Classy crooner, Paul Anka
Paul Anka began his five-decade career writing hits such as “Diana” and the karaoke gold classic “My Way.” On his latest album, “Rock Swings,” Anka has adapted hits by Nirvana, REM, Bon Jovi and Soundgarden, injecting an unlikely big band swing sound into heavy rock hits.

HK Magazine: “Smells Like Teen Spirit” – swings?
Paul Anka: Yeah. Dave Grohl was the first to call me up afterwards. He said, “I didn’t even know the words until now!” It’s important to get people to hear these songs on a different emotional level.
HK: How well do you know Hong Kong?
PA: Really well. I was there in ’59 and they asked me to leave the city because there were 10,000 screaming fans at the airport. I played there during the Handover celebrations. I rewrote “My Way” for Uncle Ray. It’s such a condensed place, but it gives you a real special vibe. I was there recently because I’ve been going to Macau with Steve Wynn, who is building a casino there. When he opens that casino it’s going to be really special and I’ll come back for that.
HK: You must have really seen Vegas change...
PA: I watched it evolve from a mob-owned place (which was run very well, by the way). You shook a hand and had a deal. Every door was left open. There was no crime. It’s run as a business today. I know all the guys that run it now. It’s Disneyland for adults, and Macau will be a variation of it.
HK: Tell us a story from the good ol’ Vegas days.

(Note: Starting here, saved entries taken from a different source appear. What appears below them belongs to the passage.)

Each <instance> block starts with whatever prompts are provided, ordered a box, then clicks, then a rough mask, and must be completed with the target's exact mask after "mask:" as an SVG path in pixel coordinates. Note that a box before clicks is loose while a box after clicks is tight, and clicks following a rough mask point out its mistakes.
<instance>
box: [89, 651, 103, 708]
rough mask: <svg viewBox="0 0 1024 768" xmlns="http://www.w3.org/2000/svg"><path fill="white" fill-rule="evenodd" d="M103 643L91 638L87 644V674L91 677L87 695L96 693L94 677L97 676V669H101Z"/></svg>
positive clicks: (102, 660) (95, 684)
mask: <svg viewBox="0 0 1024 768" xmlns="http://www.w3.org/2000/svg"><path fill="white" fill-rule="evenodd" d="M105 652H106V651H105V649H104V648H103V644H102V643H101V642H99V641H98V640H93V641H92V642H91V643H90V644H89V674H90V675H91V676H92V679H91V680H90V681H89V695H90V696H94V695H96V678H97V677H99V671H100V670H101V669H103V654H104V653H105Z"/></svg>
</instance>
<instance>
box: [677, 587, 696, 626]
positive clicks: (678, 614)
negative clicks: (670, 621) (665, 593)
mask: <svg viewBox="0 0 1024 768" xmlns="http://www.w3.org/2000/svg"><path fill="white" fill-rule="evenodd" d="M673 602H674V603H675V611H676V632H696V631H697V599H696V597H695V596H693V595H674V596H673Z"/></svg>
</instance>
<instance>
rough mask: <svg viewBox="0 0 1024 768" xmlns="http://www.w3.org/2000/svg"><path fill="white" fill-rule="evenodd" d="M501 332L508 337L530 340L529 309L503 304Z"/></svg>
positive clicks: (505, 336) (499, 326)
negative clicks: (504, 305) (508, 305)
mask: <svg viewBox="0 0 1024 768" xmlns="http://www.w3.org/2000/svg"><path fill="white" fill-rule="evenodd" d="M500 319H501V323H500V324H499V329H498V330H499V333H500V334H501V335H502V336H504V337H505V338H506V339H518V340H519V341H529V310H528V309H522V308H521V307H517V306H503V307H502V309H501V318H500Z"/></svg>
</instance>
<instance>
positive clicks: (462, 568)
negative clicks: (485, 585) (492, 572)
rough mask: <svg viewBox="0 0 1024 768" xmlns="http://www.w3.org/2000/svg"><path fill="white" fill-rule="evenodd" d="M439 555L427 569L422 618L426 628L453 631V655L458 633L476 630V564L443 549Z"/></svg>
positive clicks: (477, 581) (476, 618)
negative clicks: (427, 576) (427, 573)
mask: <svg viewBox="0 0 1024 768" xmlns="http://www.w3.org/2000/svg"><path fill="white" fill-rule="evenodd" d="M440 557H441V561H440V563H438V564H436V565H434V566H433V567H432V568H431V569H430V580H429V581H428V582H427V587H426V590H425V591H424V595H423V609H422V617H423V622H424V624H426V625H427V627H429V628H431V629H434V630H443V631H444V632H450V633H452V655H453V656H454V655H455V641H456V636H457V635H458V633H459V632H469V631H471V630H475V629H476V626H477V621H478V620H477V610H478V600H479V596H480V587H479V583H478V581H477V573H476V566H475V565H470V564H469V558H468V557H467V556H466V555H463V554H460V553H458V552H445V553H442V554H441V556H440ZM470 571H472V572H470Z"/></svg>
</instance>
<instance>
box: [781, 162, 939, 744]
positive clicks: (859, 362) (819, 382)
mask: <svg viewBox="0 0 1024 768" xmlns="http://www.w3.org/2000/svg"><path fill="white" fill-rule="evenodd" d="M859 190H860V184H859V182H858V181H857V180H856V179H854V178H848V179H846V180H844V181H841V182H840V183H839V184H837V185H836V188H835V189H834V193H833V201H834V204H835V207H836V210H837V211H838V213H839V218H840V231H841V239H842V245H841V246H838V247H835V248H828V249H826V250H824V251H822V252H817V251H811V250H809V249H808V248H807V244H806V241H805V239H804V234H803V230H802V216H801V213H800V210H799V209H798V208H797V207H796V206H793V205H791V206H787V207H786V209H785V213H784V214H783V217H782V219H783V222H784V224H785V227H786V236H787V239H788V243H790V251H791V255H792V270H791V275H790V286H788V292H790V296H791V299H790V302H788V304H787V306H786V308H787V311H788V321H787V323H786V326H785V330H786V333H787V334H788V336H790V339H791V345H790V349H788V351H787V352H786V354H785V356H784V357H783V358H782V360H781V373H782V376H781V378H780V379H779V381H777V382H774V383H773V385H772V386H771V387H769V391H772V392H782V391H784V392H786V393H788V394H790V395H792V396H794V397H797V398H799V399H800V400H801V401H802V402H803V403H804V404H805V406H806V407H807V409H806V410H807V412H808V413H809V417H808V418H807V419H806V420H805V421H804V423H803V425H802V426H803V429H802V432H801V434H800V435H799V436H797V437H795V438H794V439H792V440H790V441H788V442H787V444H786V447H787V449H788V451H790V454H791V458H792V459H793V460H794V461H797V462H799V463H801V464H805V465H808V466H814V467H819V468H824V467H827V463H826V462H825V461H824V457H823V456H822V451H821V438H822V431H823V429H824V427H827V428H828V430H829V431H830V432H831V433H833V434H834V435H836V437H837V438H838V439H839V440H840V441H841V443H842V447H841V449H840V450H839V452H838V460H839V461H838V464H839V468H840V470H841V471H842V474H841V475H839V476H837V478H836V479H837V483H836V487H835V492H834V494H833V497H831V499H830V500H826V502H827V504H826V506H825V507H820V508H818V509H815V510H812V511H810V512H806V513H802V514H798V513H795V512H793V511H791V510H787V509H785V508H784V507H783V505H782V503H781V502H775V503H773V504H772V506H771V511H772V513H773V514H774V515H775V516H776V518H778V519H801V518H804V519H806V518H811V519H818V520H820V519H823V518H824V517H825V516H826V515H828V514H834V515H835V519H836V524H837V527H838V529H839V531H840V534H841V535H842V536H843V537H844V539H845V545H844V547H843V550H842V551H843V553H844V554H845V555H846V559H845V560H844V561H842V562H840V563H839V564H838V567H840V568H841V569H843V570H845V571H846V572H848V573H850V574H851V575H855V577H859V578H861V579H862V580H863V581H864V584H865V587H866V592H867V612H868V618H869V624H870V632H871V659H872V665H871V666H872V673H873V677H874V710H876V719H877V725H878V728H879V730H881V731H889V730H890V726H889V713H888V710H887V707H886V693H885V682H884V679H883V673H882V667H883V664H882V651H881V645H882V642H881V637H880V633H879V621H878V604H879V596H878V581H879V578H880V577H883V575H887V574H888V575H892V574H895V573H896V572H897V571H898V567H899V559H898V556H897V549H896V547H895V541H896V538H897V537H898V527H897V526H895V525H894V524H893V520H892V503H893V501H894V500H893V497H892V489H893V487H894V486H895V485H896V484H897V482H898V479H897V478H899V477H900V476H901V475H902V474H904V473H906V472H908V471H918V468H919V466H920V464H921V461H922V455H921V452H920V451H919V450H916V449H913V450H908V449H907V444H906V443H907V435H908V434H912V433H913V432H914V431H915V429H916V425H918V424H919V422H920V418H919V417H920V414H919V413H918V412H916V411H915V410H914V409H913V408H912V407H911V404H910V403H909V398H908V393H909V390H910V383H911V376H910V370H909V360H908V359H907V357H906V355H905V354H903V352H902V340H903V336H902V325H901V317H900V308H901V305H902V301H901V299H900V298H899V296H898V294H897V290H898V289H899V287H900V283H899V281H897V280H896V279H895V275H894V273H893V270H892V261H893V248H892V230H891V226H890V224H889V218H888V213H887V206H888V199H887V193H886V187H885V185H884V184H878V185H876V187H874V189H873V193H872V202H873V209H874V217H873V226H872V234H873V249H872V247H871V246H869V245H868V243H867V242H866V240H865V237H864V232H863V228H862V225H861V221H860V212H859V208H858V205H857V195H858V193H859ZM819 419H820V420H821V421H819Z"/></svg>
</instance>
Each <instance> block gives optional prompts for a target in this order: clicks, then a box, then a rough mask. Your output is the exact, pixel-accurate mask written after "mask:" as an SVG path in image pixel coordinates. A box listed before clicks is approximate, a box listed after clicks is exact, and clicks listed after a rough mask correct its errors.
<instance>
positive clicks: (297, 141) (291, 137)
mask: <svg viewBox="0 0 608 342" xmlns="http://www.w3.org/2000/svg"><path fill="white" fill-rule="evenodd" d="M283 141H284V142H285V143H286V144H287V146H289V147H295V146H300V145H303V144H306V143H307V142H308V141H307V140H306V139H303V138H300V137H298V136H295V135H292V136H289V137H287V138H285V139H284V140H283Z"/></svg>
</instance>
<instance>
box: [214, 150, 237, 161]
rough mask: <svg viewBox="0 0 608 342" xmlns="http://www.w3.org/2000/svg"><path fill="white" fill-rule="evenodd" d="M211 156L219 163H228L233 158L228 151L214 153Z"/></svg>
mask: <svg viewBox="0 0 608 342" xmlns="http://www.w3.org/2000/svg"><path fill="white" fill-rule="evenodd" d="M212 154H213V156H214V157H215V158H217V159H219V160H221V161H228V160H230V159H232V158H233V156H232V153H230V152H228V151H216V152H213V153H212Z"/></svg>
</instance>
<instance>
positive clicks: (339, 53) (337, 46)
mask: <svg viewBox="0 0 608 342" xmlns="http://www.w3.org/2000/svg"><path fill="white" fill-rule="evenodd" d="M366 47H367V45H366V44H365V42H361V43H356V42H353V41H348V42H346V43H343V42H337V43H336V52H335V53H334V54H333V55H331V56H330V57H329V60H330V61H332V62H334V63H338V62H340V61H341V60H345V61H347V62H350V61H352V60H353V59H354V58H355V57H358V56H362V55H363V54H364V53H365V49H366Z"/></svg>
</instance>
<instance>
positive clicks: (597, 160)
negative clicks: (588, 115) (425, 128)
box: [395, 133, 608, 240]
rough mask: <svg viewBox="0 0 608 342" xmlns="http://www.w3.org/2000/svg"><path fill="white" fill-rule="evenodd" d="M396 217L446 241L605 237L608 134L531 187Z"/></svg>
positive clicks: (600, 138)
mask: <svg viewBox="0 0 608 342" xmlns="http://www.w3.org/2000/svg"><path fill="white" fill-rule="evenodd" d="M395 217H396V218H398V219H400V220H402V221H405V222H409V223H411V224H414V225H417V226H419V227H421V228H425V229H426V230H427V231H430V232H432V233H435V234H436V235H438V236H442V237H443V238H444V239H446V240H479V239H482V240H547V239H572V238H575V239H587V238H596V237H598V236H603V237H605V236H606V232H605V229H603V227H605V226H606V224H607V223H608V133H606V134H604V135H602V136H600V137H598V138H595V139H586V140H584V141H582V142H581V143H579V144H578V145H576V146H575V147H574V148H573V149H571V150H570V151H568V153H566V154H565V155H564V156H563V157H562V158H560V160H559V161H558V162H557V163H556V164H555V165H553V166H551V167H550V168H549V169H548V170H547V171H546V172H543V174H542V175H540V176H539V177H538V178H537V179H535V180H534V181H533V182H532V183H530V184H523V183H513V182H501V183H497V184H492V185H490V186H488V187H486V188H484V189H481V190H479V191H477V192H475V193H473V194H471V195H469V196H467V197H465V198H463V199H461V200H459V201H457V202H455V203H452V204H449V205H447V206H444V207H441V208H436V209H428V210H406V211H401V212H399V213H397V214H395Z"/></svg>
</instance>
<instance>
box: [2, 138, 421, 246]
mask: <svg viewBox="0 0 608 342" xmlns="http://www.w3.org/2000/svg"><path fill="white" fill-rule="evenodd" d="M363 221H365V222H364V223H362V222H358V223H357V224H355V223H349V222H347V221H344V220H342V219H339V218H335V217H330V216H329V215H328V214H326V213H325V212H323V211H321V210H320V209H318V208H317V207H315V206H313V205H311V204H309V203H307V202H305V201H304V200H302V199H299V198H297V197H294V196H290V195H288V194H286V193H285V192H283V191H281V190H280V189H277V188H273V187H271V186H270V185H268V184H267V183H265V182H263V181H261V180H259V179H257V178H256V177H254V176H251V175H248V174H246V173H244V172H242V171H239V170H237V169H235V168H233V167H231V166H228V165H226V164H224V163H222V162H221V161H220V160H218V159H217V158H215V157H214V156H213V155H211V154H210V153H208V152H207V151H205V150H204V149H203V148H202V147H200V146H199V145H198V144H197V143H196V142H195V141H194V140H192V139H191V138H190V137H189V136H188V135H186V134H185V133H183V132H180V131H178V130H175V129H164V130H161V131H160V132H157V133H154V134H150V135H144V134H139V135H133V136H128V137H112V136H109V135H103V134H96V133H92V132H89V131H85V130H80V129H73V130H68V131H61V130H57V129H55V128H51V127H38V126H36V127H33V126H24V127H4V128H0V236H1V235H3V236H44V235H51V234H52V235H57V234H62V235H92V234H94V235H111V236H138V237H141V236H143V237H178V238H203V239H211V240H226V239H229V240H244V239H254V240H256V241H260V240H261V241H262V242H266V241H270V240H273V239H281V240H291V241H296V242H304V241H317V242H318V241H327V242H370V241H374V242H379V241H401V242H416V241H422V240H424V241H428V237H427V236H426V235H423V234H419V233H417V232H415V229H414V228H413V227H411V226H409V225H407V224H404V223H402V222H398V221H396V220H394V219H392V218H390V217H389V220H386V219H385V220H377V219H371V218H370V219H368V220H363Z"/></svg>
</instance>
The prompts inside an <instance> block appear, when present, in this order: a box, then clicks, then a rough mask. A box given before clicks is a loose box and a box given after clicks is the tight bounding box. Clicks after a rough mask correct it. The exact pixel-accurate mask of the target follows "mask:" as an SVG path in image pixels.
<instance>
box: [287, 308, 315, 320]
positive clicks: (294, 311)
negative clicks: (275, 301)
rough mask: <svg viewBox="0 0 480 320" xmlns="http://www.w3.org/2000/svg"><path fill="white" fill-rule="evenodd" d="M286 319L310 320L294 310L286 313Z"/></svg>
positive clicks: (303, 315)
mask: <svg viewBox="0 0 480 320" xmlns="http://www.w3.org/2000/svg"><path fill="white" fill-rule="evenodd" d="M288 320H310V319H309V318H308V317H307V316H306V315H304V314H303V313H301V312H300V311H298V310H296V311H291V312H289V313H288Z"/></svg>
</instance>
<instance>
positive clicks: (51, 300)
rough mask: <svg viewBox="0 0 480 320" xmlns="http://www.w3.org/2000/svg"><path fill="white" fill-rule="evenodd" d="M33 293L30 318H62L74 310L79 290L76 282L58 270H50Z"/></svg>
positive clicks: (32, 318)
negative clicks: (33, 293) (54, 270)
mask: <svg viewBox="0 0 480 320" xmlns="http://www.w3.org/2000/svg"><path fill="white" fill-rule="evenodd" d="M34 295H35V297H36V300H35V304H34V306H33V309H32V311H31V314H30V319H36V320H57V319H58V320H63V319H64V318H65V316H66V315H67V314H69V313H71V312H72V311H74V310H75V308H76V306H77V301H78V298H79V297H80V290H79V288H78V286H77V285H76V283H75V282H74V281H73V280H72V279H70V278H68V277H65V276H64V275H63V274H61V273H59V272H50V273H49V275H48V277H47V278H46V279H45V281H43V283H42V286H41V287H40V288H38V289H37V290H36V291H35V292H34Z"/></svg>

PA: You’re a young kid sitting in a hotel bar with Sinatra in Vegas and you find out that Howard Hughes has just bought the hotel. Sinatra gets up to get some money and Mr. Hughes suddenly doesn’t want to give it to him. You see Sinatra get up on a casino table. He’s up there screaming, “It was sand when they built it and it will be sand when I’m done with it.” A man named Cohen comes out of his office to see what is going on. Cohen is a wonderful man who then goes back to his room. He’s sitting there with a pot of coffee on the table. Sinatra walks in, drunk and yelling. Cohen says, “Frank, you can’t go acting that way in here.” Frank yells, “You fat Jew bastard!” and flips the table over. Cohen gets up, punches Sinatra, and his teeth literally go flying all over the room. I’m watching all this. What happened then is they put him on a private plane to get his teeth fixed and nobody heard about it again. That’s my story.